The Wedding Date (Widescreen Edition)
“The Wedding Date” proves you can pay for romance. This romantic comedy, where Debra Messing (“Will and Grace”) helms her first motion picture, successfully creates an adorable love story where logic and reality need not apply.
Kat Ellis (Messing) employs a male escort, Nick (Dermot Mulroney), to play her boyfriend at her younger sister’s wedding. Ellis’ ex-fiancé, who broke off their engagement last-minute, reappears in her life as the best man. Ellis hopes her new, fake beau will not only to make her ex-jealous, but keep her family’s questions about romance at bay.
“The Wedding Date” wonderfully emphasizes cuteness. Messing plays what her television Grace Alder should be – witty, sensitive, insecure, neurotic and most of all, likeable. Though her character has little to accomplish plot-wise (she wants to make her ex jealous; she doesn’t want him back), you root and care about what happens to her. Mulroney (“My Best Friend’s Wedding”) plays sexy with a James Bondian confidence and an even better six-pack. The two play well together and seem to enjoy the awes and the sighs from the audience.
Thankfully, the film does not try for the slapstick, over-the-top comedy that many films (and “Will and Grace”) succumb to for laughs. The jokes provide many smiles and healthy snickers from the randy one-liners said by the welcome-cliché best friend, TJ (Sarah Parish), to Ellis’ own neurosis: “I like my dad,” Ellis says. “But since he’s my step dad, he’s not really family. He’s more like a hostage.”
Sometimes, the humor doesn’t go as far as it could. Ellis tries to describe her family as pure horror. Unfortunately, the little we see of the family shows them to be tame even by real-life standards. With the exception of the toast Ellis’ mother gives saying she had expected to marry Ellis first, no other scene shows the horror of this family.
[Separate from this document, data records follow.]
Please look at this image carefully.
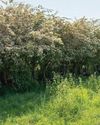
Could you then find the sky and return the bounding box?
[1,0,100,19]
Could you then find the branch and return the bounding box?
[0,0,13,5]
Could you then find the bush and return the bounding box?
[0,3,100,91]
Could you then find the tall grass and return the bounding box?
[0,76,100,125]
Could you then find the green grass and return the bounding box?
[0,76,100,125]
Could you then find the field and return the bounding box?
[0,76,100,125]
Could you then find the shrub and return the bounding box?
[0,3,100,91]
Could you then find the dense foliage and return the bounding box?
[0,4,100,91]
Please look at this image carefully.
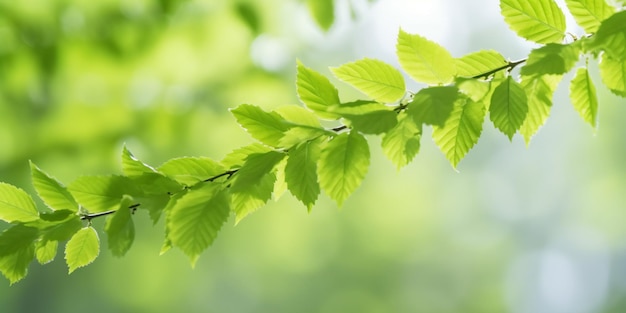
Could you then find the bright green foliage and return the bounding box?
[330,101,398,134]
[159,157,226,186]
[275,105,323,128]
[521,43,580,76]
[65,226,100,274]
[105,197,135,257]
[600,55,626,96]
[68,175,138,213]
[318,131,370,205]
[565,0,616,33]
[570,67,599,127]
[33,210,82,242]
[432,96,486,169]
[456,78,495,105]
[382,112,422,169]
[0,225,38,284]
[307,0,334,31]
[279,127,328,148]
[408,86,459,126]
[30,162,79,212]
[331,58,406,103]
[35,240,58,265]
[519,75,563,144]
[500,0,566,44]
[490,76,529,140]
[285,140,321,211]
[166,183,230,266]
[221,143,272,169]
[587,10,626,61]
[456,50,508,78]
[122,146,157,176]
[231,104,290,147]
[396,29,456,85]
[296,61,341,119]
[0,183,39,223]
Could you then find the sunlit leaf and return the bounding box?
[121,146,157,177]
[432,96,486,168]
[231,104,290,147]
[167,183,230,267]
[68,176,138,213]
[32,210,82,242]
[285,140,321,211]
[0,183,39,223]
[105,197,135,257]
[65,227,100,274]
[296,61,341,119]
[35,239,58,265]
[0,225,38,284]
[274,105,322,128]
[318,131,370,205]
[272,158,288,201]
[587,10,626,61]
[520,43,580,76]
[599,54,626,97]
[490,76,528,140]
[500,0,566,44]
[221,143,273,169]
[278,126,328,148]
[159,157,226,186]
[30,162,79,212]
[408,86,459,126]
[329,101,398,134]
[564,0,616,33]
[396,29,456,85]
[519,74,563,144]
[455,50,508,78]
[381,112,422,169]
[331,58,406,103]
[570,67,599,127]
[307,0,334,31]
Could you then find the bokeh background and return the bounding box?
[1,0,625,312]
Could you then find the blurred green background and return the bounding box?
[1,0,626,312]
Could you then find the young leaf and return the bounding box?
[564,0,616,33]
[35,210,82,242]
[456,78,495,105]
[331,58,406,103]
[599,55,626,97]
[296,61,341,119]
[105,197,135,257]
[273,158,288,201]
[455,50,508,78]
[68,175,138,213]
[274,105,322,128]
[231,104,290,147]
[35,239,58,265]
[500,0,566,44]
[519,74,563,144]
[278,126,328,149]
[159,157,226,186]
[0,225,38,284]
[0,183,39,223]
[121,146,157,176]
[285,140,321,211]
[329,101,398,134]
[230,175,276,224]
[381,112,422,170]
[408,86,459,126]
[318,131,370,206]
[490,76,529,140]
[520,43,580,77]
[221,143,273,169]
[570,67,599,127]
[432,96,486,169]
[167,183,230,267]
[30,162,79,212]
[396,29,456,85]
[307,0,334,31]
[587,10,626,61]
[65,226,100,274]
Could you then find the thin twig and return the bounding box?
[471,58,527,79]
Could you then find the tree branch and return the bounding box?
[80,203,140,221]
[472,58,527,79]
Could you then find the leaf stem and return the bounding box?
[80,203,140,221]
[472,58,527,79]
[203,169,238,182]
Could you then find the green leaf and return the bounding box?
[307,0,334,31]
[231,104,290,147]
[564,0,616,33]
[381,112,422,170]
[455,50,508,78]
[0,224,39,258]
[587,10,626,61]
[520,43,581,76]
[500,0,566,44]
[121,146,157,176]
[285,140,321,211]
[65,226,99,274]
[331,58,406,103]
[329,101,398,134]
[490,76,529,140]
[600,54,626,97]
[432,96,486,168]
[167,183,230,267]
[0,225,38,284]
[396,29,456,85]
[570,67,599,127]
[272,158,288,201]
[33,210,82,242]
[0,183,39,223]
[159,157,225,186]
[230,151,285,222]
[456,78,496,105]
[35,239,58,265]
[408,86,460,126]
[278,126,328,149]
[105,197,135,257]
[519,74,563,144]
[221,143,273,169]
[68,175,138,213]
[274,105,322,128]
[296,61,341,119]
[318,131,370,206]
[30,162,79,212]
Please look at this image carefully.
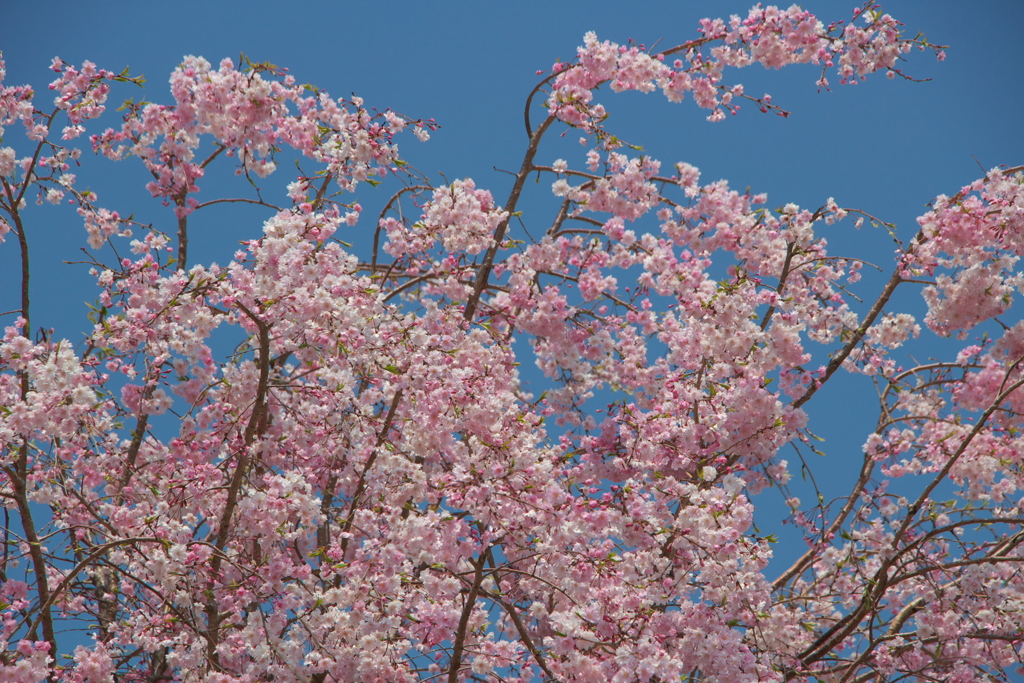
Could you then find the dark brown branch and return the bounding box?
[194,197,284,212]
[792,265,903,409]
[798,373,1024,666]
[175,197,188,271]
[3,177,31,334]
[448,554,486,683]
[760,242,796,332]
[7,451,56,659]
[203,302,272,669]
[465,116,555,321]
[310,173,333,213]
[482,587,560,681]
[339,389,404,560]
[117,393,152,498]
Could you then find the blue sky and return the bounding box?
[2,1,1023,574]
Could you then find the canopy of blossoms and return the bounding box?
[1,3,1022,682]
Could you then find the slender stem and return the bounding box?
[465,116,555,321]
[3,178,31,334]
[195,197,283,212]
[798,373,1024,666]
[483,585,559,680]
[792,266,903,409]
[339,389,403,560]
[771,457,874,592]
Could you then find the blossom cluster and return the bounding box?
[546,2,941,128]
[90,55,433,222]
[907,166,1024,336]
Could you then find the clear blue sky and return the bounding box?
[2,1,1023,571]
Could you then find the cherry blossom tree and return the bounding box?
[2,3,1023,681]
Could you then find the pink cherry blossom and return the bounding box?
[0,6,1021,683]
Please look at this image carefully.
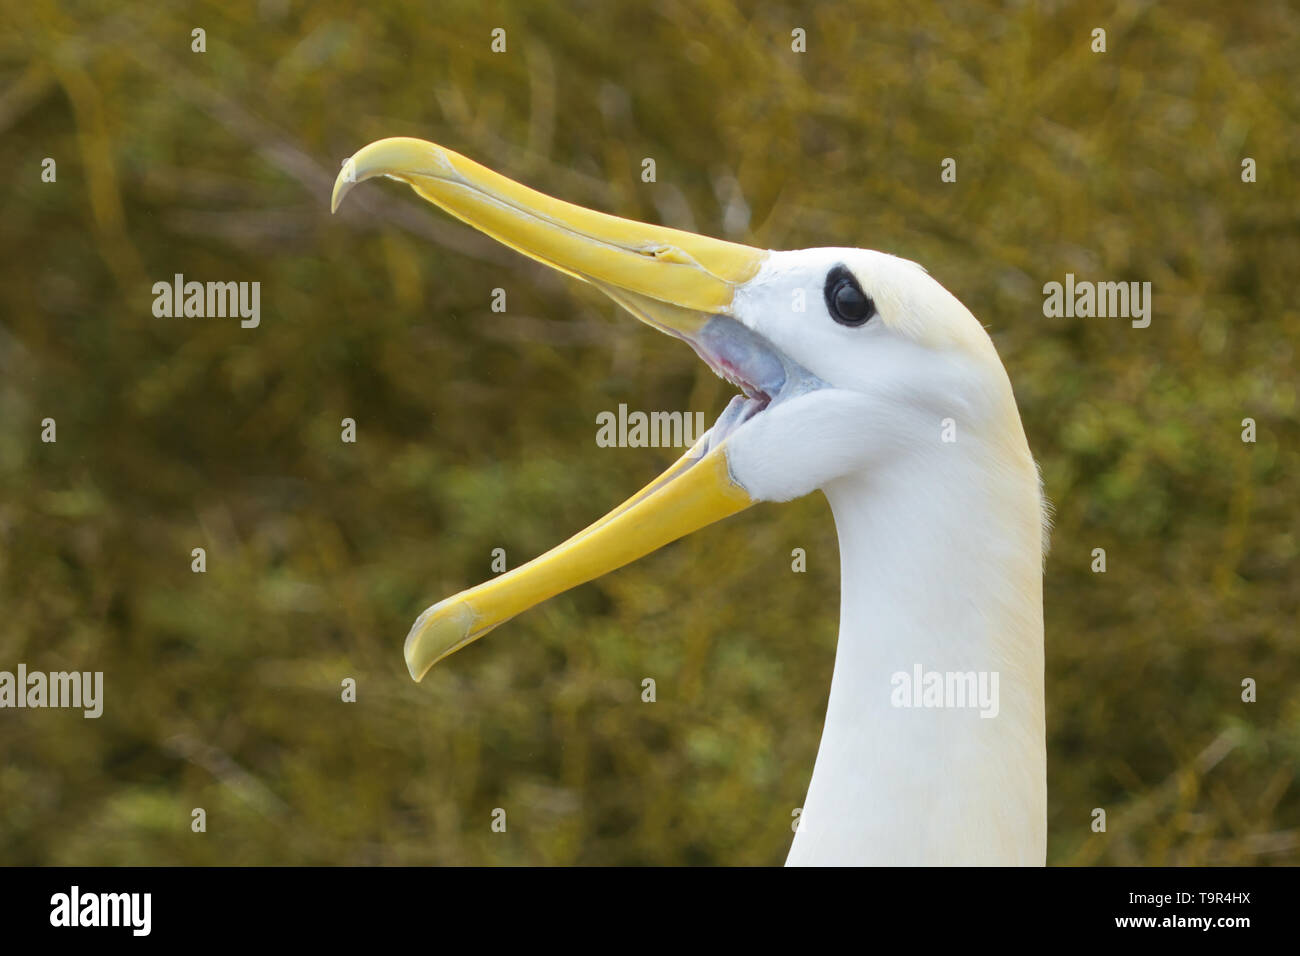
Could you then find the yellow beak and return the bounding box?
[331,137,768,681]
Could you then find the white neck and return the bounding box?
[786,448,1046,865]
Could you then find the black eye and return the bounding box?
[823,265,875,327]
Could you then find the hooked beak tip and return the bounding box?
[403,598,483,683]
[330,158,359,214]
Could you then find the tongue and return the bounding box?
[706,393,768,449]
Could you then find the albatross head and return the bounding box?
[331,137,1038,684]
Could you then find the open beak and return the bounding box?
[332,137,778,681]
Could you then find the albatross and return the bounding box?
[332,138,1048,866]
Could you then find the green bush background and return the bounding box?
[1,0,1296,864]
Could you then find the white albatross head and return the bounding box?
[330,136,1042,686]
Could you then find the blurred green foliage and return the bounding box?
[0,0,1296,865]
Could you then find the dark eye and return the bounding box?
[823,264,875,327]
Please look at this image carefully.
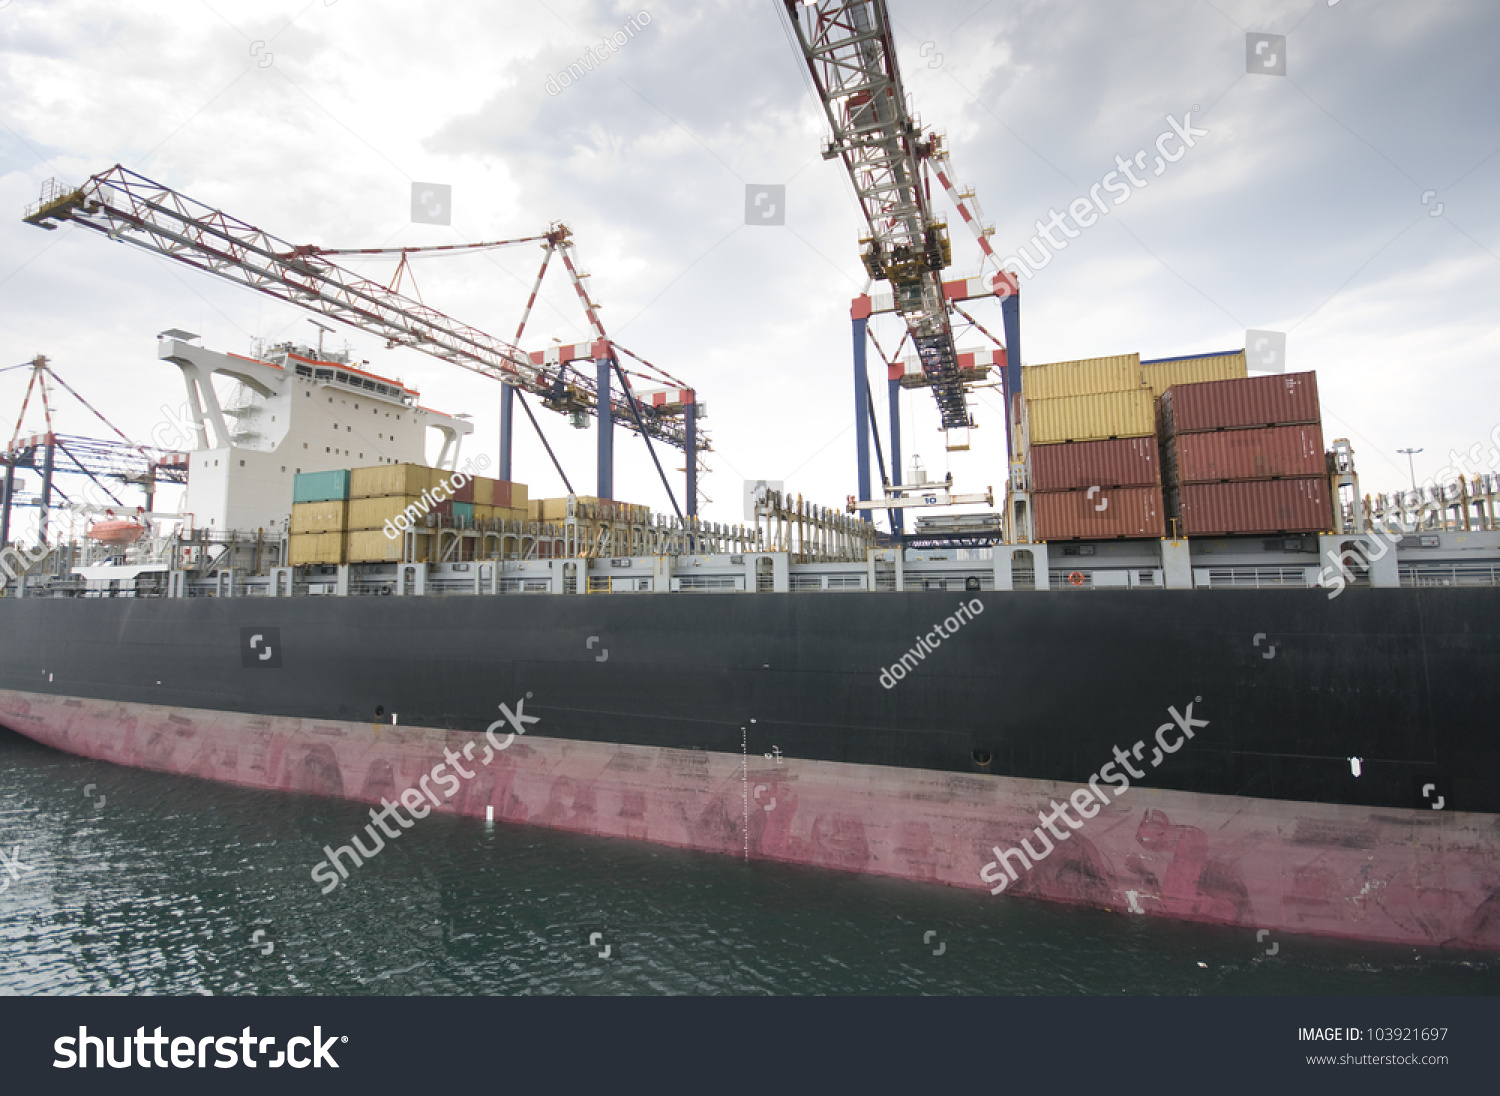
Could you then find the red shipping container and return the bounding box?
[449,475,475,503]
[1168,424,1325,483]
[1030,437,1160,491]
[493,481,512,509]
[1172,478,1329,535]
[1033,485,1164,541]
[1162,371,1320,434]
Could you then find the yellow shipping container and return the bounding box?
[473,477,494,506]
[1140,351,1247,399]
[474,504,495,524]
[510,482,529,509]
[290,500,347,535]
[345,528,409,563]
[527,499,540,521]
[537,498,570,521]
[348,495,429,530]
[1026,389,1156,445]
[1022,354,1141,401]
[288,532,345,565]
[350,463,434,499]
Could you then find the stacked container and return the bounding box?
[1160,372,1330,535]
[1140,350,1247,399]
[289,471,349,565]
[335,463,532,563]
[1022,354,1164,539]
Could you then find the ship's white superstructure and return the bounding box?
[158,331,473,533]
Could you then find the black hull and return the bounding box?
[1,588,1496,814]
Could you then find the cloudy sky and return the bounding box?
[2,0,1497,534]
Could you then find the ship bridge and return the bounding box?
[157,330,472,533]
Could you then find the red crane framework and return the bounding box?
[2,354,188,549]
[23,166,708,518]
[782,0,1023,534]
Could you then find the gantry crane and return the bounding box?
[2,355,187,548]
[781,0,1022,531]
[23,166,707,517]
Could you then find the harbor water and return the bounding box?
[1,727,1495,996]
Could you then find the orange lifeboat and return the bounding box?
[87,518,148,545]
And family is to comedy what going to the garage alone is to horror movies. Entire movies like “The In-Laws” (the original) and “Meet the Parents” work because family’s are inherently embarrassing and thus, funny. Ellis obviously loves her family and even enjoys their company. This is comedy gold thrown out like a cheap bouquet.
For all the chemistry between Messing and Mulroney, their scenes rely more on cuteness than plot – it’s good to a point. We never see how Ellis and Nick fall in love or see Ellis fight in any real conflict. She has no goal except to please her family which takes no effort. Though the film satisfies on simple humor and an entertaining cast, everything would be more enjoyable if Ellis had more to accomplish like win her ex, compete with her sister or just outwit her mother.
As fun as fluff movies can be, their special features often only fill more fluff. Messing provides solo commentary for the film spending less than half the time talking. If her chemistry with Mulroney clicked as well as she says, they should have been paired together for a “Jerry Maguire”-esque stroll down memory lane. Messing did reveal some insight into the original script keeping Nick’s profession a secret until at the wedding as well as an important deleted scene. Sadly, this deleted scene remained deleted. The included deleted scenes lacked the humor of the rest of the film and had little opportunity to add more where little plot existed. “A Date with Debra” is just a ten minute commentary that would have worked better as a blooper reel.